Ей не хватало общения: неизменного питателя ее души и творчества. Е. Э. Малер уехала, прочие знакомые быстро сменяли друг друга; одно время появился "молодой собеседник"… Но здесь лучше привести письмо самой Марины Ивановны, которая предстает во всех гранях своей "шекспировской" натуры: огромная личность и поэт, великая собственница и ревнивица:
"…приходил ко мне по вечерам на мою скворешенную лестницу — вечером гулять нельзя, п. ч. совершенно черно и все время оступаешься, а в комнате спит Мур — вот и сидели на лестнице, я повыше, он — пониже, беседовали — он очень любил стихи — но не так уж очень, ибо с приездом моей дочери (я не хотела, чтобы она летом сидела в Париже, да и случай был хороший — даром, на автомобиле) — сразу перестал бывать, т. е. стал бывать — с ней, сразу подменив меня, живую, меня — меня, — понятием Votre maman[114]. Пишу Вам об этом совершенно просто, ибо я все еще — на верху лестницы, и снижаться не собираюсь, рада бы — да не выйдет.
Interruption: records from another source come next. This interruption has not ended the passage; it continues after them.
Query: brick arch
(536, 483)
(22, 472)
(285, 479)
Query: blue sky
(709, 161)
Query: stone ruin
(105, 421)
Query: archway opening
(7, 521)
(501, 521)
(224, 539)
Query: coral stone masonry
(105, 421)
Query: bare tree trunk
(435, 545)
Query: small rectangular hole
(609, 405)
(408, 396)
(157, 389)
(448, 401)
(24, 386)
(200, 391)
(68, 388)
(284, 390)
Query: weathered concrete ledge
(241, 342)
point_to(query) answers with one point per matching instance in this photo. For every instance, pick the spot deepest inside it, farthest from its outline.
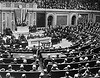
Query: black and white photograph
(49, 38)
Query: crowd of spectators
(63, 4)
(80, 60)
(83, 54)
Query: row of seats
(62, 4)
(15, 74)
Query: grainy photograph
(49, 38)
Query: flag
(18, 17)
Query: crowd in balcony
(63, 4)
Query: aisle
(64, 43)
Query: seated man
(21, 68)
(25, 61)
(45, 74)
(65, 61)
(23, 76)
(87, 73)
(33, 68)
(54, 67)
(10, 68)
(67, 67)
(14, 61)
(8, 75)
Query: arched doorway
(73, 21)
(50, 21)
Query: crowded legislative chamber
(49, 38)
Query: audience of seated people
(82, 58)
(63, 4)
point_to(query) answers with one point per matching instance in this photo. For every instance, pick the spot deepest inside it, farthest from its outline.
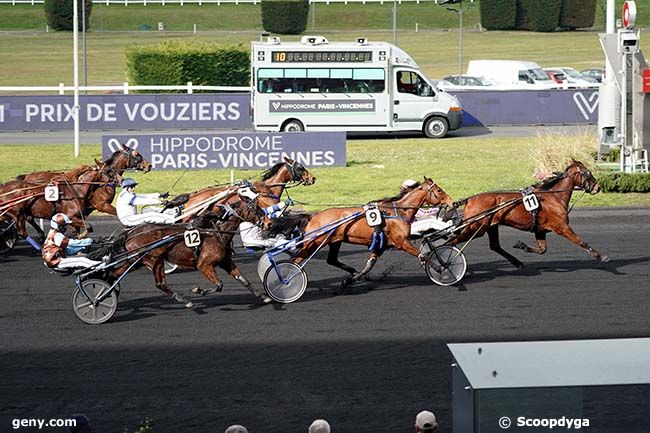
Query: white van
(512, 73)
(315, 85)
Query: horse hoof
(520, 245)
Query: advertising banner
(233, 150)
(141, 111)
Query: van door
(413, 98)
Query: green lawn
(46, 58)
(376, 168)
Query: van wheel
(293, 125)
(436, 127)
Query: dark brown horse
(552, 214)
(216, 233)
(274, 181)
(398, 213)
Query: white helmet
(59, 221)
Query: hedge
(625, 182)
(59, 14)
(498, 14)
(177, 62)
(578, 13)
(285, 17)
(538, 15)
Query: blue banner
(236, 150)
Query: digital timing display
(321, 56)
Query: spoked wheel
(289, 285)
(446, 265)
(89, 313)
(8, 235)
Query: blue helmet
(128, 182)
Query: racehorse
(274, 181)
(552, 214)
(397, 212)
(215, 248)
(99, 196)
(29, 201)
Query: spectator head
(236, 428)
(319, 426)
(425, 422)
(82, 424)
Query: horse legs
(158, 270)
(206, 266)
(493, 235)
(568, 233)
(540, 237)
(333, 259)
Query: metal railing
(201, 2)
(124, 88)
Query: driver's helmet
(408, 183)
(59, 221)
(128, 182)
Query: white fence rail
(125, 88)
(201, 2)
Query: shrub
(285, 17)
(538, 16)
(59, 13)
(177, 62)
(498, 14)
(625, 182)
(578, 13)
(553, 152)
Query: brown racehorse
(398, 213)
(73, 188)
(274, 181)
(99, 196)
(216, 232)
(552, 215)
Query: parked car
(465, 82)
(570, 78)
(595, 73)
(512, 74)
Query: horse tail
(287, 225)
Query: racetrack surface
(367, 360)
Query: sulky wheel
(446, 265)
(289, 285)
(89, 313)
(8, 235)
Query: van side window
(523, 76)
(411, 82)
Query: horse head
(288, 171)
(128, 158)
(427, 192)
(582, 177)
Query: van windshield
(539, 75)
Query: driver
(128, 200)
(58, 247)
(426, 219)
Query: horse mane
(400, 195)
(266, 175)
(551, 181)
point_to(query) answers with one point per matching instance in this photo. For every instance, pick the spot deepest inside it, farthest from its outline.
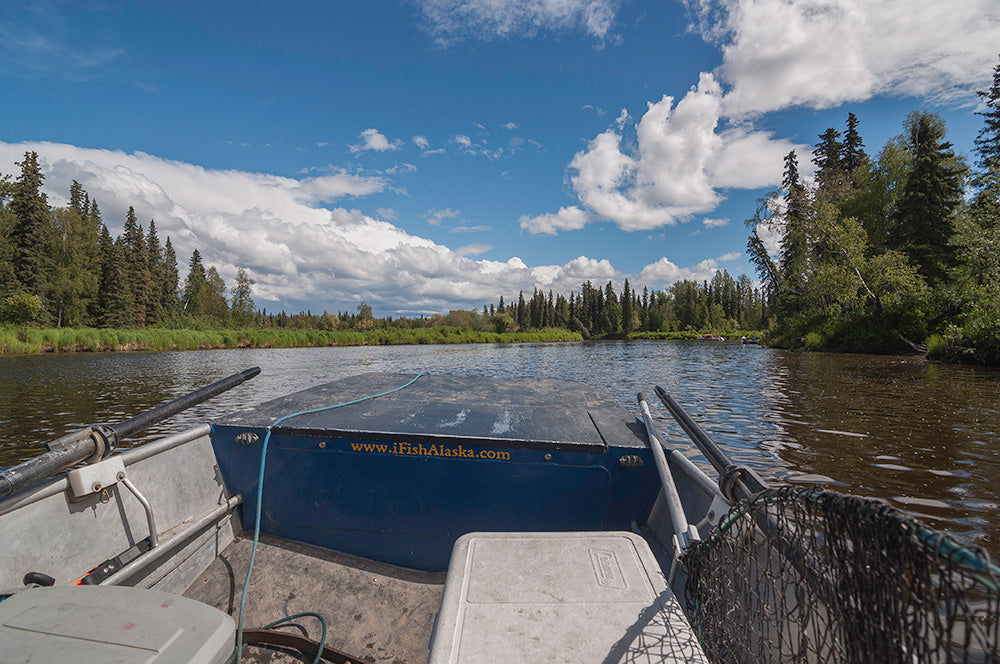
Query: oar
(684, 533)
(98, 441)
(736, 482)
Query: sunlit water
(924, 436)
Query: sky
(429, 155)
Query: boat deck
(376, 612)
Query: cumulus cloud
(473, 249)
(301, 253)
(678, 165)
(568, 218)
(663, 272)
(451, 21)
(373, 139)
(821, 53)
(434, 218)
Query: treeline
(60, 267)
(888, 252)
(723, 304)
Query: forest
(887, 252)
(61, 268)
(893, 252)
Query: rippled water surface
(924, 436)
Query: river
(924, 436)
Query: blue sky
(425, 155)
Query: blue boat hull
(404, 497)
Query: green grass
(19, 340)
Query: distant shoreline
(37, 341)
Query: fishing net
(808, 575)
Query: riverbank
(22, 341)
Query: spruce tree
(826, 156)
(628, 310)
(195, 286)
(114, 294)
(29, 235)
(925, 224)
(986, 203)
(169, 281)
(137, 267)
(794, 239)
(154, 256)
(242, 306)
(853, 154)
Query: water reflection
(924, 436)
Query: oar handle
(96, 442)
(735, 481)
(142, 421)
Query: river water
(924, 436)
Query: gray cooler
(111, 624)
(559, 597)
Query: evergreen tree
(114, 294)
(628, 311)
(925, 222)
(169, 279)
(195, 286)
(242, 306)
(987, 142)
(29, 235)
(137, 267)
(793, 266)
(215, 305)
(853, 154)
(986, 204)
(75, 276)
(154, 256)
(826, 156)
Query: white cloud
(473, 249)
(678, 165)
(459, 20)
(664, 272)
(568, 218)
(300, 253)
(437, 216)
(821, 53)
(373, 139)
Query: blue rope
(260, 495)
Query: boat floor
(373, 611)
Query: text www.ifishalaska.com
(451, 451)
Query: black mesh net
(808, 575)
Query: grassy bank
(72, 340)
(690, 334)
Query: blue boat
(396, 518)
(400, 478)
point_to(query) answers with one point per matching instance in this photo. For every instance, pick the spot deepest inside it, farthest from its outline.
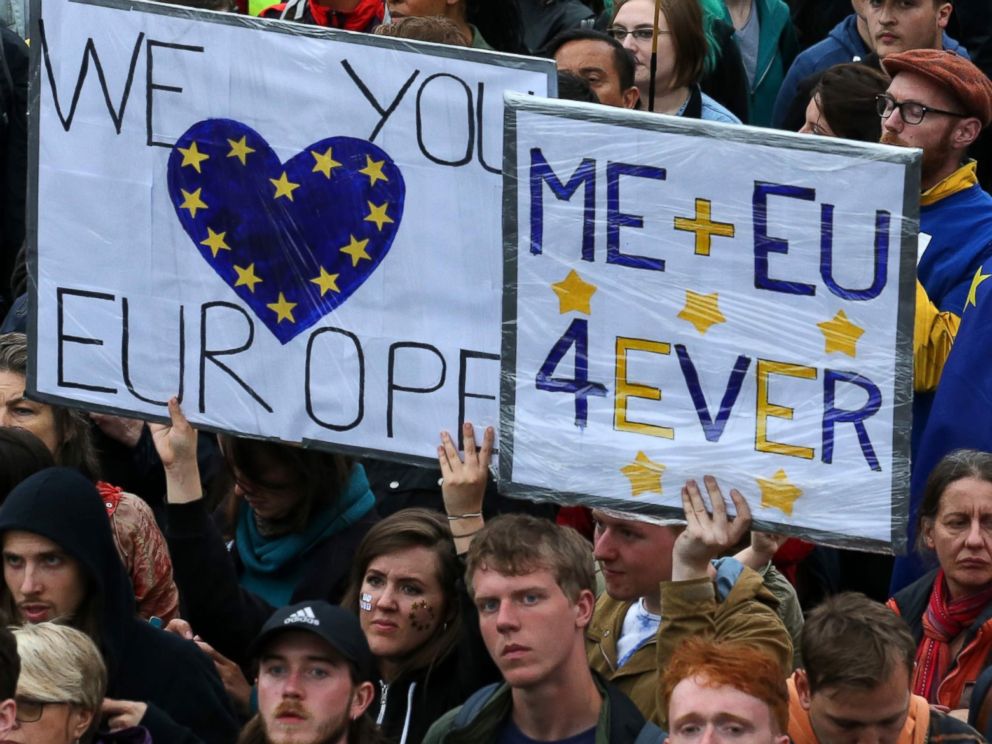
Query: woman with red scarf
(950, 609)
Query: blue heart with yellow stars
(294, 240)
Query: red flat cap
(950, 71)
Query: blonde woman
(60, 688)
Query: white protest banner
(296, 229)
(684, 298)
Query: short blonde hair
(60, 664)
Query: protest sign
(296, 229)
(687, 298)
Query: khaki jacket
(688, 609)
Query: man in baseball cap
(940, 102)
(314, 678)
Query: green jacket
(619, 720)
(777, 47)
(688, 608)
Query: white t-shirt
(639, 626)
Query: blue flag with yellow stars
(293, 240)
(961, 415)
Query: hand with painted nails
(175, 443)
(464, 483)
(707, 535)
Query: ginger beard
(934, 156)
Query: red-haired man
(723, 693)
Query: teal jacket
(777, 47)
(479, 721)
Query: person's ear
(944, 15)
(79, 721)
(584, 606)
(966, 132)
(8, 711)
(802, 688)
(361, 700)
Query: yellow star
(192, 156)
(283, 309)
(192, 202)
(378, 214)
(356, 249)
(373, 169)
(215, 242)
(240, 149)
(840, 334)
(702, 310)
(574, 294)
(644, 475)
(284, 187)
(778, 493)
(975, 282)
(326, 281)
(324, 163)
(247, 278)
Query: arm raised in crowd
(223, 613)
(689, 605)
(464, 483)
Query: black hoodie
(186, 700)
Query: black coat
(186, 701)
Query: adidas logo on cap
(303, 615)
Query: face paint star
(778, 492)
(840, 335)
(356, 249)
(378, 214)
(192, 202)
(240, 149)
(574, 294)
(644, 475)
(215, 242)
(324, 163)
(247, 278)
(702, 310)
(326, 282)
(976, 282)
(192, 156)
(284, 187)
(283, 309)
(373, 169)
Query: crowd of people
(164, 585)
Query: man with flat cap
(314, 679)
(940, 102)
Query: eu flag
(961, 414)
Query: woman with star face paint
(407, 588)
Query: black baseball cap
(335, 625)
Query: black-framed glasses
(641, 33)
(910, 111)
(29, 711)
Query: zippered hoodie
(923, 724)
(777, 47)
(186, 701)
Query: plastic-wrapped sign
(296, 229)
(685, 298)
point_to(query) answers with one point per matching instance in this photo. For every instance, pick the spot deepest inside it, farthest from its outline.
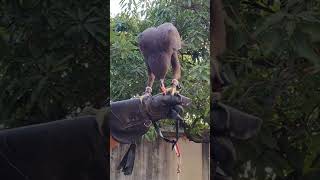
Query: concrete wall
(156, 161)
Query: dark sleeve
(64, 150)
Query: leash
(175, 115)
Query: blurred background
(53, 59)
(273, 59)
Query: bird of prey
(159, 46)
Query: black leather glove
(130, 119)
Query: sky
(114, 7)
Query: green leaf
(273, 19)
(304, 48)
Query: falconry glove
(132, 118)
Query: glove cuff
(129, 120)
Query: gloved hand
(129, 119)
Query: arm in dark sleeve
(64, 150)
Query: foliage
(273, 60)
(52, 59)
(128, 71)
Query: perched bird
(159, 46)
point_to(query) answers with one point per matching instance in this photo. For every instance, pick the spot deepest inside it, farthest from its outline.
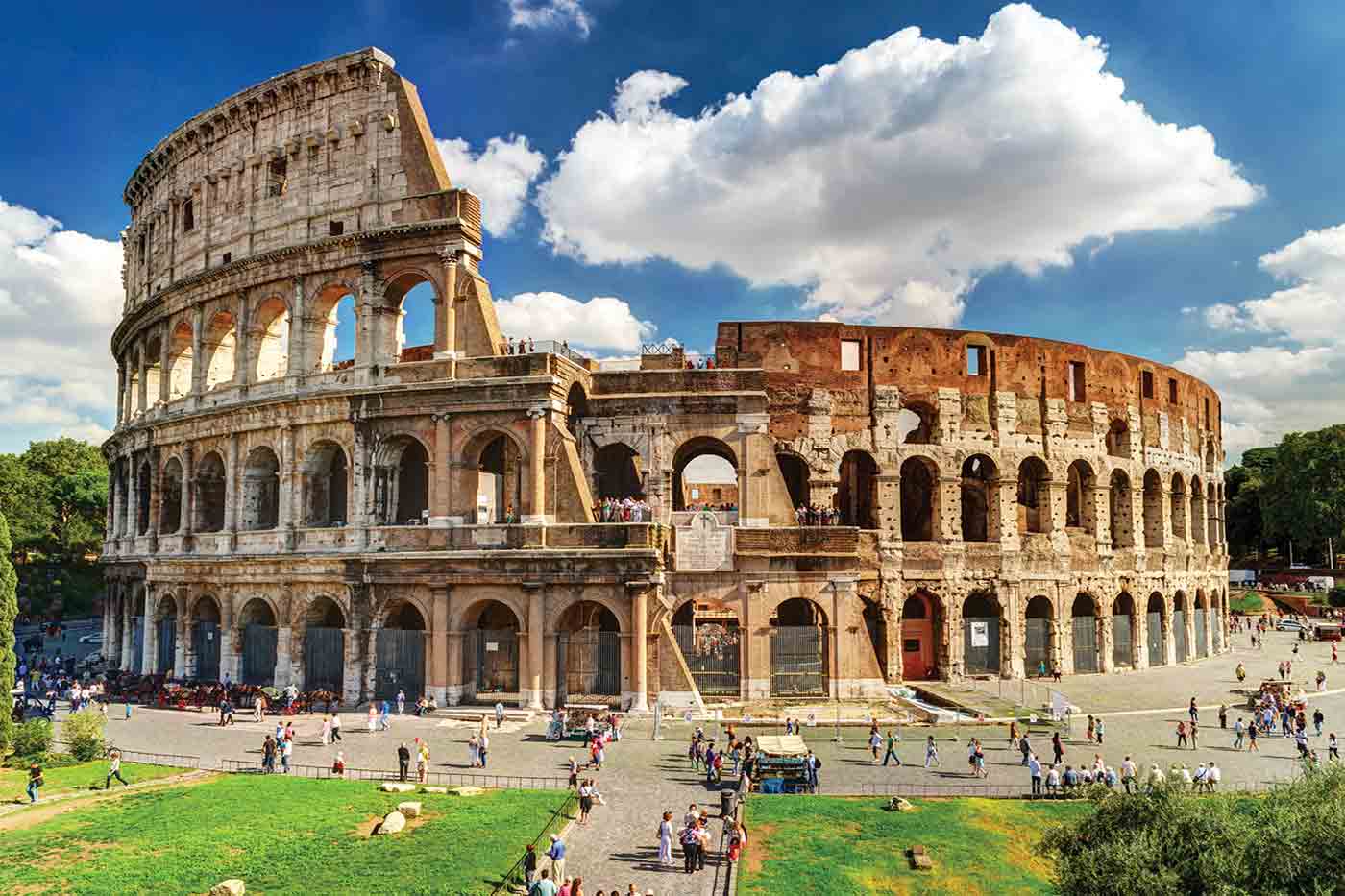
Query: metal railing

Положение — ясное: ей двадцать лет, мне — сорок, не мне, конечно, мне — никаких лет, но — хотя бы моим седым волосам (хотя начались они в 24 года: первые) — и факт, что ей — двадцать. А у нее — кошачий инстинкт "отбить" — лапкой — незаметно. Там, где это невозможно — она и не бывает, т. е. заведомо неравный бой: всех средств — и их полного отсутствия: ибо — у меня ни молодости, ни красоты, ни — не только воли к бою (правлению), а мгновенное исчезновение с поля битвы: меня не было. Там где может быть другая (другая, чем голая душа: я) — меня не было. Такова я была и в 20 лет. И меня так же променивали. Не думайте, что это — рана. Честное слово: даже не царапина. Может быть — крохотная заноза, которую лучше всего — йодом".